Reading excel using Tablesaw is causing OutOfMemoryError

597 views Asked by At

I am using following api to read data from excel as a Table: https://jtablesaw.github.io/tablesaw/gettingstarted

The code is as follows:

XlsxReader reader = new XlsxReader();
        XlsxReadOptions options = XlsxReadOptions.builder("excel/file_example_XLSX_10.xlsx").build();
        try {
            tab = reader.read(options);
            // System.out.println(tab.print());
        } catch (Exception e) {
            e.printStackTrace();
}

The file file_example_XLSX_10.xlsx is around 120 mb in size and I am getting OutOfMemoryError.

Is there a way for me to read only specific columns from the file.

2

There are 2 answers

1
Conor Creagh On

I don't think there's a way to only read certain columns, Have you tried using Apache POI to read the excel instead? or increase the memory when running?

0
larry On

I'm not familiar with reading Excel files, but if you can export it as one or more CSVs, here's a couple things to look at:

1) You can read files in a way that minimizes memory use. For convenience, tablesaw does not use the smallest possible numeric types. It defaults to int and double. You can specify that it try using less memory so that it will use a short or float if the given data will fit.

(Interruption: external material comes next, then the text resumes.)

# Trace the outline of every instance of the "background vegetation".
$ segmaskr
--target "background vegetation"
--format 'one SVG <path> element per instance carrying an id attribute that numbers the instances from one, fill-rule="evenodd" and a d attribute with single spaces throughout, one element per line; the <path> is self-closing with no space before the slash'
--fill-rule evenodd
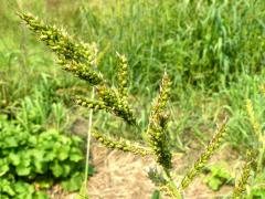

    Table t = Table.read()
       .csv(CsvReadOptions.builder("../myfile.csv")
          .minimizeColumnSizes()
    );

This might work for Excel also as it's defined in ReadOptions, rather than the more specific CsvReadOptions.

2) Alternately, for CSV you can specify an array of ColumnTypes, one of which can be ColumnType.SKIP. Again this can be done using CsvReadOptions.

With CSV at least, 150MB isn't too big for a typical desktop app. I read an 800MB, file yesterday without a problem and without touching the JVM memory settings in IDEA. OTOH, I'm not on the latest version so YMMV.